Author(s): Numbenjapon T, Sriswasdi C, Mongkonsritragoon W, Leelasiri A, Prayoonwiwat W

Affiliation(s): Department of Medicine, Phramongkutklao Hospital, Bangkok 10400, Thailand.

Publication date & source: 2002-11, J Med Assoc Thai., 85(11):1156-63.

Publication type: Clinical Trial; Randomized Controlled Trial

Standard-dose (2 mg/day) oral granisetron seems to have more antiemetic efficacy than that of high-dose (0.5-1 mg/kg/dose) metoclopramide in moderately emetogenic chemotherapy. However, the cost of oral granisetron is much higher than that of metoclopramide so the authors tried to overcome this disadvantage by dose reduction and adding dexamethasone to enhance the antiemetic effect of oral granisetron.

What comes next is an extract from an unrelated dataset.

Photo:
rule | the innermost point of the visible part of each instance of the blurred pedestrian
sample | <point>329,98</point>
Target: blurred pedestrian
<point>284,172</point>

Twenty four young patients (aged < 50 years), with non-Hodgkin's lymphoma receiving CHOP-therapy were enrolled and evaluated in a randomized, double-blind, crossover study comparing the antiemetic efficacy, toxicity and patients' preference of a combination of low-dose oral granisetron plus intravenous dexamethasone (gran/dex) with a combination of high-dose metoclopramide plus intravenous dexamethasone (met/dex) on days 1-5 after chemotherapy. The acute, delayed (day 2-5) and 5-day total control of nausea and vomiting in the gran/dex group were significantly higher than those of the met/dex group (75.0% vs 25.0%; p-value = 0.004, 79.2% vs 33.3%; p-value = 0.007 and 75.0% vs 25.0%; p-value = 0.004, respectively). Except for extrapyramidal reactions in the met/dex group, the side effects in both groups were comparable. The mean total score of antiemetic preference in the gran/dex group was also significantly higher than that of the met/dex group (9.0 vs 7.5; p-value = 0.004). In conclusion, low-dose oral granisetron combined with intravenous dexamethasone had significantly higher protective effects against both acute and delayed nausea and vomiting induced by CHOP-therapy. Thus, this regimen may be considered as an alternative outpatient antiemetic treatment for young patients with non-Hodgkin's lymphoma.